Whether or not such reactions are warranted, I personally attribute them to things such as Facebook’s open acquiescence (some would say collusion), to both government and private surveillance. People are increasingly aware of the power of near-instant communication networks, and are simultaneously looking for alternatives to what are increasingly non-opt-out-able additions.
It’s almost as if people have gotten a taste of what social networks can do only to have the rug pulled out from under them and told that they must subjugate themselves to the wishes of whatever system they happen to be a member of if they want to keep playing. Facebook happens to get a lot more attention on this front simply because of its sheer size, but now that the cat has been let out of the bag, it’s a bit too late to reverse course. The promise of a free and open Facebook, underpinned by an implicit promise of freedom and control, is being replaced by the looming and very real threat of a massive monitoring system with little return for most users other than as a slightly more advanced discussion forum.
It’s little wonder then that as Instagram was recently subsumed by Facebook, the move caused a significant backlash. It’s not so much about opening up one’s life to public scrutiny, it’s the implicit level of (or lack of) control, as presented by the social network, that is of such concern to people. Critics have trouble understanding why people who otherwise share their lives publicly would suddenly have a problem with becoming part of a larger network that is just as public. Typically the “spotty security record” of the social network is cited as the reason, though few pundits are willing to state the obviousness of what people are really thinking: if this is what Facebook is willing to do today, what will it willingly do tomorrow?
Of course people are emotionally driven and perhaps Facebook might roll back everything tomorrow, but the damage to its reputation is already done so people will be looking at it with a critical sideways gaze from now on. No, I don’t expect a mass exodus because people still want and need a centralized place to communicate. Joining yet another social network, especially in light of the acquisition of many current ones, makes people wary of giving up yet more information to yet another network. In this case, Facebook is simply the lesser of two evils, and they’d likely get all this information eventually anyways.
If I may make a blunt prediction here, what’s really required, and what will ultimately make the biggest dent to the current social networking trend, is the rise of the personal social network. This will still carry many of the hallmarks of current social networks but with one glaring difference: people’s social networks will belong entirely to them. To put it another way, centralized services will be shunned in exchange for fully user owned and operated services. To use a Facebook analogy, your discussion wall would be hosted entirely by you. If you want to take it down you can wipe it from existence entirely. You can share whatever information you want, monetize it any way you want, and not be beholden to any single entity while it’s running. The worst complaints arising from this approach will be connectivity and stability, both of which can be accounted for with proper development techniques.

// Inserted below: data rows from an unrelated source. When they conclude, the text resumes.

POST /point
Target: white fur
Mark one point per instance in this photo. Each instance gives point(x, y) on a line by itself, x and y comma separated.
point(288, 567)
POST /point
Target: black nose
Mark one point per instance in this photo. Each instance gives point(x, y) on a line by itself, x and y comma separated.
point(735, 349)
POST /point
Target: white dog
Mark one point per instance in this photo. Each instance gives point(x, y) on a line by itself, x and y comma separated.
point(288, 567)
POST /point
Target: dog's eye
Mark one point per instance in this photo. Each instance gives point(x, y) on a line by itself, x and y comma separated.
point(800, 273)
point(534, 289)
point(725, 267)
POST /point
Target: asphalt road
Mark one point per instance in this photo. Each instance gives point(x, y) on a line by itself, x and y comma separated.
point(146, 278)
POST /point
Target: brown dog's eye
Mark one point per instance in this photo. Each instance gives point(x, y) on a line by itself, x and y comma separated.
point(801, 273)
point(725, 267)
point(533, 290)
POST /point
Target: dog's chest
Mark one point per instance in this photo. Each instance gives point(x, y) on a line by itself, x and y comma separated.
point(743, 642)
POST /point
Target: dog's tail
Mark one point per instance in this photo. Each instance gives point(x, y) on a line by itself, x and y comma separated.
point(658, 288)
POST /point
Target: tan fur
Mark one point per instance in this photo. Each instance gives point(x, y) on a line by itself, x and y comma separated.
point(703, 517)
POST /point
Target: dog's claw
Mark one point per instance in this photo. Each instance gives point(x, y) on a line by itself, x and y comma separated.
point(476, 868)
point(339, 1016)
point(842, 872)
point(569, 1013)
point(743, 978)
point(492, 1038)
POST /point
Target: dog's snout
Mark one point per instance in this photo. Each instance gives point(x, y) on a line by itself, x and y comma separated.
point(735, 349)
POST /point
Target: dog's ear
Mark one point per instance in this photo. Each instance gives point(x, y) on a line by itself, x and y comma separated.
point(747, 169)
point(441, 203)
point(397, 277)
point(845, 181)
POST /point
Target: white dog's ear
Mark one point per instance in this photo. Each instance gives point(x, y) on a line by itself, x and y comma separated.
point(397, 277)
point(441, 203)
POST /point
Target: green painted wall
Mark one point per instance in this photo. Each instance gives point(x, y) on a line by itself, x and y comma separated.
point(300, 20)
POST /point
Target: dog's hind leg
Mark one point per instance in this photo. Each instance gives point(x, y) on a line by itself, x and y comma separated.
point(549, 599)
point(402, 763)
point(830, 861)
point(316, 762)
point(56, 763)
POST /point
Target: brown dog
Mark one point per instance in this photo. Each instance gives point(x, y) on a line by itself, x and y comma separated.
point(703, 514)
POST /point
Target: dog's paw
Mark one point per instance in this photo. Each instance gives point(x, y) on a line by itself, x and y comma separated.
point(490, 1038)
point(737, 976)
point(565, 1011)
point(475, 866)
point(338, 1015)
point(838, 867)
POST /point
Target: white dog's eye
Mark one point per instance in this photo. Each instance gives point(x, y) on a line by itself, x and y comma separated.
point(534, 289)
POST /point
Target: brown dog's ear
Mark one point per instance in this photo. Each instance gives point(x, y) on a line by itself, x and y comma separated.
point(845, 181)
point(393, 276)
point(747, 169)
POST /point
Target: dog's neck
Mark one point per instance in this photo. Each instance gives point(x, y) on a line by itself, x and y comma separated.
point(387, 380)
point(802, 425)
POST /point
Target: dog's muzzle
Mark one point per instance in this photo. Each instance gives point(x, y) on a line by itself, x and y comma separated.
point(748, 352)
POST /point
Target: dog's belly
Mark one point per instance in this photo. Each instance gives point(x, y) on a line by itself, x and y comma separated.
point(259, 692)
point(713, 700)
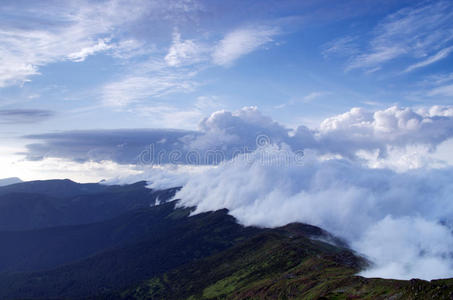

At present, this isn’t easy to do. You could, of course, sign up for some existing web service where you can build your own social network (think Ning, for example), but that’s the “yet another social network” problem. You could host your own web site but that requires some fairly indepth technical knowledge, not to mention an investment, albeit a minor one, and then the “yet another social network” problem still exists on top of that. In other words, there isn’t currently an easy solution. For something to become a viable alternative, it would have to require as little informational investment as possible, be incredibly easy to install and use, and provide as much control as possible without requiring it for the exchange of personal freedoms. That sort of technology doesn’t exist, yet, but it will be the thing to bet on to lead the next revolution in the socially connected net. And, frankly, I don’t think it’s that far off.